Nunca he dibujado demasiado bien, pero aquel dibujo era bueno. El trazo elegante. El tema, superior. Una virguería. La puerta de la habitación, no cabía duda, se abría hacia otra dimensión, permitiendo así los viajes a través del espacio y del tiempo. De ahí el clásico zumbido propio de esta clase de viajes que Pedro Juan confundía, ingenuamente, con el del aspirador. No se puede negar que la idea era fantástica en todos los sentidos, puesto que permitía infinidad de interpretaciones. ¡Aquello era un filón! Podría haber dibujado dinosaurios, marcianos o al Papa de Roma vestido de torero.

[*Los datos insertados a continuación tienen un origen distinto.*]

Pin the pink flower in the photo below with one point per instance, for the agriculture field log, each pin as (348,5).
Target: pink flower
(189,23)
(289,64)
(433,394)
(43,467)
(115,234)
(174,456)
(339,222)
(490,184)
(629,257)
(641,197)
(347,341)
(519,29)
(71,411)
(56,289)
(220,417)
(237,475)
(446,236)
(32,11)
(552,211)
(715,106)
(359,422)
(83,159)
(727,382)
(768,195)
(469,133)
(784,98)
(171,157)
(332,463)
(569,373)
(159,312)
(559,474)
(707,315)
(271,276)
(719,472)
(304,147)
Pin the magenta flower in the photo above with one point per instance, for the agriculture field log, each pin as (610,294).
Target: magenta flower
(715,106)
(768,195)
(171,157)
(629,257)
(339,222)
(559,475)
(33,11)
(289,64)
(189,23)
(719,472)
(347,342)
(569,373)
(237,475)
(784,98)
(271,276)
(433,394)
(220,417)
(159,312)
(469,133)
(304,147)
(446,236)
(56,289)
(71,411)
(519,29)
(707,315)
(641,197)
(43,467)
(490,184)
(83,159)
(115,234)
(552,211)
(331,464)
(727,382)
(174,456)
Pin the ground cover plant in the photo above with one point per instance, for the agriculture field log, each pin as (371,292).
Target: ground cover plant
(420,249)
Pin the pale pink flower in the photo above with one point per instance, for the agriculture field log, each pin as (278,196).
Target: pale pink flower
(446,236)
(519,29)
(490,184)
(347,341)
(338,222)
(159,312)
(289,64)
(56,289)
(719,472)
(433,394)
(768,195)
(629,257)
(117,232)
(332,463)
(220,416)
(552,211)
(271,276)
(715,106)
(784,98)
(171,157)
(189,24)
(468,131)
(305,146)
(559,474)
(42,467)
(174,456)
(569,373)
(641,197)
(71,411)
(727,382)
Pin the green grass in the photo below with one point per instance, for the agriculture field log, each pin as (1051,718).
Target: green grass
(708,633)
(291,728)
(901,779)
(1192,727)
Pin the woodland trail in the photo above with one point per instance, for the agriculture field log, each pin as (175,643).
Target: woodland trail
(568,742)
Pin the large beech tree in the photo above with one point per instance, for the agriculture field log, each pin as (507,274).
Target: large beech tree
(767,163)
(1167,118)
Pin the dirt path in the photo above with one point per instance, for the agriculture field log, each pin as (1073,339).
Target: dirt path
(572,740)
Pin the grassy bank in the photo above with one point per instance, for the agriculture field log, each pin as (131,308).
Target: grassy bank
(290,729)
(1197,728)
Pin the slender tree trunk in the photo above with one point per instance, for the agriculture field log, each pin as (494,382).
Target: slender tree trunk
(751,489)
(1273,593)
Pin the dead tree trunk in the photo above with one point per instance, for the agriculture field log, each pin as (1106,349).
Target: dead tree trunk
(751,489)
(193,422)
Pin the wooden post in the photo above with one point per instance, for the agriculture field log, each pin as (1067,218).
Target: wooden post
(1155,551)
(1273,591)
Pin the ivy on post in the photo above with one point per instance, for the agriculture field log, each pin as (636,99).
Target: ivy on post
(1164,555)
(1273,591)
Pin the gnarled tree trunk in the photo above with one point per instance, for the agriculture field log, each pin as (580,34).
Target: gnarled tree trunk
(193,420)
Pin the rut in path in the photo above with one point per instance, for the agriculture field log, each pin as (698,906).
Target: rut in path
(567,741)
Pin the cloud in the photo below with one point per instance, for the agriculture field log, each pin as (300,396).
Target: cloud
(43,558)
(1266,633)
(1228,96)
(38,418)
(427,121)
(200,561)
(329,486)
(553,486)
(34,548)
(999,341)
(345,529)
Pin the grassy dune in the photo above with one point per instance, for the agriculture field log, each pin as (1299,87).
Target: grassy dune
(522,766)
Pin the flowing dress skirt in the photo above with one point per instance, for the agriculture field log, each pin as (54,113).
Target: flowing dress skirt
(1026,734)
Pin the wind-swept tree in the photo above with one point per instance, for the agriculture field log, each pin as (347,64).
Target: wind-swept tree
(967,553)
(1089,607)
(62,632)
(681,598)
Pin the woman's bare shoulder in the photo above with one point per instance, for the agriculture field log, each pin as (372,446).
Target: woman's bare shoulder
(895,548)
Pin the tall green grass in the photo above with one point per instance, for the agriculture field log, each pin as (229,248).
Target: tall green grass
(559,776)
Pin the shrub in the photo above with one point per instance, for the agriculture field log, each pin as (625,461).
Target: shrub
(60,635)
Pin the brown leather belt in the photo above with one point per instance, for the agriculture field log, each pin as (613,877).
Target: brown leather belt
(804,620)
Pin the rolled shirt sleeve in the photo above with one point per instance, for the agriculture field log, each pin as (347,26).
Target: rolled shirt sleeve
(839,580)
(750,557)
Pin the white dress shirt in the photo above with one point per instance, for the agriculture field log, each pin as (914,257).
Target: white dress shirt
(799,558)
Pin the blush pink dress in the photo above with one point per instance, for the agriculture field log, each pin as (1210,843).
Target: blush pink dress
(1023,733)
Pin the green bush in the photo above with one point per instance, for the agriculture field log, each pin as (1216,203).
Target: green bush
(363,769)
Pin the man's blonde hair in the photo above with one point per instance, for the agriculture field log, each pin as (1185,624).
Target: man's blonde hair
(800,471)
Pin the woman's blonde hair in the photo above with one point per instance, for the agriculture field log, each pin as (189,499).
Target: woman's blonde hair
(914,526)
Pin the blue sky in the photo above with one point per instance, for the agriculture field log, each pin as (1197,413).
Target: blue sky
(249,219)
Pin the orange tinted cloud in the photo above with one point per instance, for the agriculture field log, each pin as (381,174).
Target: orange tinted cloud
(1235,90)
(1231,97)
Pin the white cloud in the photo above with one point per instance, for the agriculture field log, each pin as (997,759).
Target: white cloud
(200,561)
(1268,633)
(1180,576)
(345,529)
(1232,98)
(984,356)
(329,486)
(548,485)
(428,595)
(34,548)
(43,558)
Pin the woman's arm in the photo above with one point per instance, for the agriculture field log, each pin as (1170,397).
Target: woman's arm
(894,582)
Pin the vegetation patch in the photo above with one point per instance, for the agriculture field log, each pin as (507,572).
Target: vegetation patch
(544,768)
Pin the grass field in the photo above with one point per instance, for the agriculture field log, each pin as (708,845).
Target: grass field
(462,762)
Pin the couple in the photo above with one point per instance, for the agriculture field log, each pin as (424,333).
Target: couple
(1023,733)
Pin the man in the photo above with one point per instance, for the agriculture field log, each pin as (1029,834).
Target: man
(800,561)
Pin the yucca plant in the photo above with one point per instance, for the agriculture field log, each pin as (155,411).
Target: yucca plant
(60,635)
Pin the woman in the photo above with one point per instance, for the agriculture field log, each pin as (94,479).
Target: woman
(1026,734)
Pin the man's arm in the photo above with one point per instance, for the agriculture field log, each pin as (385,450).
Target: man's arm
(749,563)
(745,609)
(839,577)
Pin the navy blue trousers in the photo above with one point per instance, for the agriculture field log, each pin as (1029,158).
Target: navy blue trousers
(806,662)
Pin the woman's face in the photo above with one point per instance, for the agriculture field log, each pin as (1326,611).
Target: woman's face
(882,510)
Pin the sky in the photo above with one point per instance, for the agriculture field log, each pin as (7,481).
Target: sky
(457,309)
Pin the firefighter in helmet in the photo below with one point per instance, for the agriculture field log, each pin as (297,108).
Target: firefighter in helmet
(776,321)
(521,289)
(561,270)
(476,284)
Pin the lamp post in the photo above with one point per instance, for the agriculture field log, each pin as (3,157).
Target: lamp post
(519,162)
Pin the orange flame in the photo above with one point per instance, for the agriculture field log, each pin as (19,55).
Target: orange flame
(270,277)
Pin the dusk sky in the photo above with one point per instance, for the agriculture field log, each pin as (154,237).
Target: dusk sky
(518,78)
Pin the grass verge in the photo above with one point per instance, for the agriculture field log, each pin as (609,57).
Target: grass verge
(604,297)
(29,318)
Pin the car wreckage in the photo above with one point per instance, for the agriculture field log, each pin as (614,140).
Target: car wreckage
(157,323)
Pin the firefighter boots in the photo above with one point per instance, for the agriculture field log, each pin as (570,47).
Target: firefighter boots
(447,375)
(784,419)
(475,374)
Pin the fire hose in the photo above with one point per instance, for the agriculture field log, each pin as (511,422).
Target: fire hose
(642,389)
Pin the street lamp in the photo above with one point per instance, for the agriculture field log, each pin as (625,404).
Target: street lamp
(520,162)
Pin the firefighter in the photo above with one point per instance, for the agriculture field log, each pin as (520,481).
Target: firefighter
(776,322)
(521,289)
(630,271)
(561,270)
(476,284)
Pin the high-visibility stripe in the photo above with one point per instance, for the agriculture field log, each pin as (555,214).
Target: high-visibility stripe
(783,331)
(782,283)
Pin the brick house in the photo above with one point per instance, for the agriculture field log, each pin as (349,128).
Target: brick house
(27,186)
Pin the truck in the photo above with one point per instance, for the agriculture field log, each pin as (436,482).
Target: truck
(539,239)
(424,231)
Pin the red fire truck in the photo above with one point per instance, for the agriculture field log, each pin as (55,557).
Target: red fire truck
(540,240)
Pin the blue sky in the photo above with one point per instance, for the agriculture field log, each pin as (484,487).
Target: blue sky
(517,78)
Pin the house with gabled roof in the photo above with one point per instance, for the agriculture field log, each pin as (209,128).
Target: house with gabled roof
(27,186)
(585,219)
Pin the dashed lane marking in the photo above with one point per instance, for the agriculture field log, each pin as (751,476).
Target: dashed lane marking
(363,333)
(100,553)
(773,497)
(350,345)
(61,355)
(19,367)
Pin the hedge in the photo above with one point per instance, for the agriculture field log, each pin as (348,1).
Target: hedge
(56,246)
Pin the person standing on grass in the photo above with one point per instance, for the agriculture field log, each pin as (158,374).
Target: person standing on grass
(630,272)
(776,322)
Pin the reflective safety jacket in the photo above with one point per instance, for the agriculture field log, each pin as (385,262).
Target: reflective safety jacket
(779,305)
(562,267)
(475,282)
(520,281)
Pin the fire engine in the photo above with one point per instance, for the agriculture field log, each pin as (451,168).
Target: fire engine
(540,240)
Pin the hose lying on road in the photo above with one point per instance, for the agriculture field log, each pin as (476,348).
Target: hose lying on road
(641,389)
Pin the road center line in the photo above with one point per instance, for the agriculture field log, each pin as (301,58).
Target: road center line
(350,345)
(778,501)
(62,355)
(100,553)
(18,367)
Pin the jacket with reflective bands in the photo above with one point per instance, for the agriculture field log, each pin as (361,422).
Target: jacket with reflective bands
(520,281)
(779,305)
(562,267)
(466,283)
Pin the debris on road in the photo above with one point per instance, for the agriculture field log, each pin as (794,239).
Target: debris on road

Pero, después de darle algunas vueltas, opté por representar a Pedro Juan de espaldas, frente a la puerta abierta, con un bocadillo que señalaba su cabeza en el que se leía: "¡Oh, Dios mío, es la puerta hacia otra dimensión!". Tras el umbral, unas señoritas en bikini futurista disparaban pistolas láser. En definitiva y sin falsa modestia, se trataba de una puñetera obra maestra. El señor Pous, sin embargo, no pareció asimilar la grandeza de mi creación, por lo que tuve que conformarme con un 6'5. No así el cabrón del Lluesma Guridi, el listillo del curso, que sin pegar ni chapa sacó un 10. El Lluesma se limitó a dibujar una habitación vacía, en claroscuro. Cuando el Pous le preguntó que qué significaba aquello, el listillo cabrón le respondió: "En la habitación no había nada, señor Pous. Era una prueba que los papás de Juan Pedro le habían puesto para probar su obediencia". ¡Hay que joderse! Un 10. Todavía me escuece, y ya ha llovido.
Por cierto, habrá quien a estas alturas se pregunte cómo sé que mi profesor de dibujo no tenía la pilila corta, pero, como se suele decir en estos casos, ésa es otra historia.